How about the intermediate memory usage (workspace) for each node? That is usually unknown during partitioning, and even unknown during inference since op has no interface to tell its workspace size right now.
This is true. The function is currently accounts for initializers and inputs. It cannot account for temporary allocations because those are done at inference time, and partitioning takes place well before kernels are instantiated.
The approach of computing memory patterns cannot be taken here since that relies on the presence of a runnable model which we do not have today in a constrained environment.
This PR is still at the experimental stage. I envision that most of the burden would be placed on the individual EPs GetCapability
since EPs are in the best position to know the constraints which can be different from memory only or there might be additional considerations that may be accounted in the Resource Count.
The simplest way is to add an additional if/else to enumerate the kernels and attempt to infer the amount of temporary space. However, that creates an additional maintenance burden since we already have plenty of such places in optimizers and what not where we need to make sure that changes to individual kernels are reflected.

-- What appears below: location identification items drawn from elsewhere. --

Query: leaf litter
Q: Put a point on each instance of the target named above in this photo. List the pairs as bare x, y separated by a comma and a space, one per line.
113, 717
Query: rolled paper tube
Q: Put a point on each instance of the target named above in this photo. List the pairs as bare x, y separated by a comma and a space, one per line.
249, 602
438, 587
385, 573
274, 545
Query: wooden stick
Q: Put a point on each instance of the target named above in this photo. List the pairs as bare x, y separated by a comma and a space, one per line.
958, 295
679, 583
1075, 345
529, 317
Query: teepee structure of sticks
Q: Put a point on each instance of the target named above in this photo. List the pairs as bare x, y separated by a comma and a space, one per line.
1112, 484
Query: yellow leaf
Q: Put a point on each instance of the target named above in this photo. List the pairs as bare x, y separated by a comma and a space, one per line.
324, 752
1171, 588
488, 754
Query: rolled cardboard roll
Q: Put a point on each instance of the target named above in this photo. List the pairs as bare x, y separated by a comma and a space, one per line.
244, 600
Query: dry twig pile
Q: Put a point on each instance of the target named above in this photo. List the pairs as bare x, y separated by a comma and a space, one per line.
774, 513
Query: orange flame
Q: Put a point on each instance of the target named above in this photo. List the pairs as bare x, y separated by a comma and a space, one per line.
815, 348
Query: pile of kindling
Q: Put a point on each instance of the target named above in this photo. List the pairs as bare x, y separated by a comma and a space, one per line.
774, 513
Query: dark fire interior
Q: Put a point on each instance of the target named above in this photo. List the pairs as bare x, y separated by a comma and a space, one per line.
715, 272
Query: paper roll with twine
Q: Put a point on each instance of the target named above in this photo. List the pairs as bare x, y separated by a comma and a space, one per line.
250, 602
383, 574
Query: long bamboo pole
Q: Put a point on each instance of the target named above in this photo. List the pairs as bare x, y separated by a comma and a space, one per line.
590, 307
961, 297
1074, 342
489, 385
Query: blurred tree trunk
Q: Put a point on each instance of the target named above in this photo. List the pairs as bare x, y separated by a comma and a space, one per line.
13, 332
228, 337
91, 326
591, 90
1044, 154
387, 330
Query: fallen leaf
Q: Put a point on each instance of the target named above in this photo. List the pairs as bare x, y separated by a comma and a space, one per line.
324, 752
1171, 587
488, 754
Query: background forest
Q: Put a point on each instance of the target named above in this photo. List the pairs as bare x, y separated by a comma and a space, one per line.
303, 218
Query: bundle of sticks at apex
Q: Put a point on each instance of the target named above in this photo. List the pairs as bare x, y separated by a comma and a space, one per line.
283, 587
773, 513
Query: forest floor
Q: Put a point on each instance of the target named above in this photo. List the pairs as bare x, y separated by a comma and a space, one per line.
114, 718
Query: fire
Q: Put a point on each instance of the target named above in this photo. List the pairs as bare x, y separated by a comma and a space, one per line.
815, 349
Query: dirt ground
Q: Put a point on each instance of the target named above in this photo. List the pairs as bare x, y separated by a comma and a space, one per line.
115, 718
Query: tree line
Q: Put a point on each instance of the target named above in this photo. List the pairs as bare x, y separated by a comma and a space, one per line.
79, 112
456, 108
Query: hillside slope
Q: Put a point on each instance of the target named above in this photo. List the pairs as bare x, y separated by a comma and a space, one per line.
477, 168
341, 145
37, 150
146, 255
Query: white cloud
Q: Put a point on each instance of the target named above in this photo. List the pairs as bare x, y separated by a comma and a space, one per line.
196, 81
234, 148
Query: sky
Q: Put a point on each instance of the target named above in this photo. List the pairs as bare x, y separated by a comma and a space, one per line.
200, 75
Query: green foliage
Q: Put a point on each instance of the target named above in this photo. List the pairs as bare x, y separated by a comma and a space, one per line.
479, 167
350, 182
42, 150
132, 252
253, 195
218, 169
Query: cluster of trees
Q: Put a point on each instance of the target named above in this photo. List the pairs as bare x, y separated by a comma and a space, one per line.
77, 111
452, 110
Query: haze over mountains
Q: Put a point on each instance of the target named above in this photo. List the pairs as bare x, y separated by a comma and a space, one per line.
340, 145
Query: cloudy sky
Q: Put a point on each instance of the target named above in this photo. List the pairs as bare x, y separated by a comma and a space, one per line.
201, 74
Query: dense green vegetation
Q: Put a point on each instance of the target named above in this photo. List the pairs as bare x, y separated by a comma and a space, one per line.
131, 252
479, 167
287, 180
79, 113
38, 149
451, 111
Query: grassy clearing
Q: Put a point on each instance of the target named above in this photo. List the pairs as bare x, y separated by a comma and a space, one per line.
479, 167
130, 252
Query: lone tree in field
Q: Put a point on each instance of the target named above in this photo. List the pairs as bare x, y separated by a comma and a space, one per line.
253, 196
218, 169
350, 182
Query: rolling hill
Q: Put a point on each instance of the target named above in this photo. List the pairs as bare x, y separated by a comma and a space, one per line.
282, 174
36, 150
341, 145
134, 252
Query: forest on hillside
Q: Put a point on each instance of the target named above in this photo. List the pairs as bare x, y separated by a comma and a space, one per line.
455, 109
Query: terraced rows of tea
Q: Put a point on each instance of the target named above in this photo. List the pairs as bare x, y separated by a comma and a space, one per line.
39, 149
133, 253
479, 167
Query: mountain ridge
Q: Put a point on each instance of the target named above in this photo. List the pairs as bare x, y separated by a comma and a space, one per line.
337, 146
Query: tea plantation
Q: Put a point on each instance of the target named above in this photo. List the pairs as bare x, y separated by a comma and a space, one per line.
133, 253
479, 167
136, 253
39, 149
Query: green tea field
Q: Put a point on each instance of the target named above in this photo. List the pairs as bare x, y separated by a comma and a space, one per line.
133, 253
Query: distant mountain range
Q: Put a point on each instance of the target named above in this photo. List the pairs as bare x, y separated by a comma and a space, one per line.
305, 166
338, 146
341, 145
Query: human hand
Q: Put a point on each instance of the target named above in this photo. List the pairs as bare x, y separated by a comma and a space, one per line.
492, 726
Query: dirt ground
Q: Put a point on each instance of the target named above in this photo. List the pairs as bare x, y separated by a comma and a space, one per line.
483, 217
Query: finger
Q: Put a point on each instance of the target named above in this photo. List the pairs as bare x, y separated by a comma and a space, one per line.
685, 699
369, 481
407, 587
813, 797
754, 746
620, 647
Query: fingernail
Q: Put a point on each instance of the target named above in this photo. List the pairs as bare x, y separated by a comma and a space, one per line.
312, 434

However, it would still work in its current form. One can try one setting and then lower it if the consumption is too much.
Another idea would be to run the model beforehand and record the consumption. Then use that trace to set the limit n the constrained environment.
The function is currently accounts for initializers and inputs. It cannot account for temporary allocations
If so, I think the feature is not very helpful for vision or LLMs models due to the limitations.
Another idea would be to run the model beforehand and record the consumption. Then use that trace to set the limit n the constrained environment.
That's a good idea, and it will be great that we can support the use case.
BTW, a general way to help capacity constraint is that we can have a way to manually configure location of initializers and inputs. This can be extended to support offloading initializers to CPU, and only load them on the GPU when needed.
Description
Allow users to specify per EP specific resource constraints. This PR demonstrates how this can be done with CUDA on memory constraint. In this implementation, we stop assigning nodes to CUDA once we reach the specified memory limit. However, there is a provision for EP to do it automatically.
Motivation and Context
We want to allow models to run in constrained environments.